Harris met with social justice advocates, and later, participated in a meet and greet for the U.S. embassy personnel and delivered remarks at the JW Marriott Hotel in Hanoi, Vietnam.

She then left Vietnam and flew to Honolulu, Hawaii, with a two-hour layover in Guam, where she participated in the president’s security briefing via video. In Honolulu, she met with troops at Joint Base Pearl Harbor-Hickam, then departed for Washington, D.C.

The Oppo Book

There was one remark from Biden today that caught our eye.

"I have never been of the view that we should be sacrificing American lives to try to establish a democratic government in Afghanistan,” he said at his presser, “a country that has never once in its entire history been a united country."

Biden has, on occasion, been a lonely voice calling for a drawdown of U.S. troops in Afghanistan. But he did at one point buy into the concept of nation building there. In the aftermath of the 9/11 attacks, he urged the U.S. to make a substantial commitment to the country precisely on the grounds that building a stable society there could serve as a bulwark against future threats.

"History is going to judge us very harshly, I believe, if we allow the hope of a liberated Afghanistan to evaporate because we are fearful of the phrase ‘nation-building,” Biden said in 2002.
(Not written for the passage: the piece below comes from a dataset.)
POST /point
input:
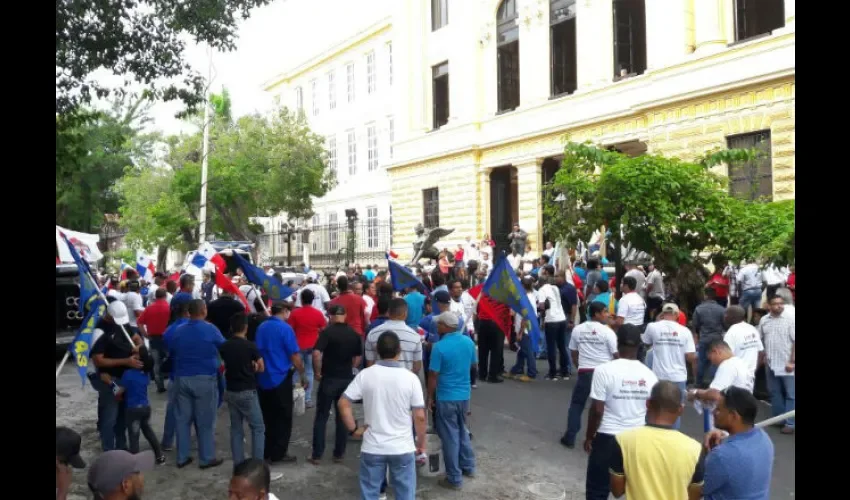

At the time, this was a widely accepted position. By 2009, however, Biden was decidedly of a different mindset, arguing, contra the military brass, that the U.S. presence in Afghanistan needed to be dramatically reduced. Then President BARACK OBAMA sided with the military.

Trivia Answer

The average salary is $94,114 for paid White House staffers, according to an analysis by the American Enterprise Institute.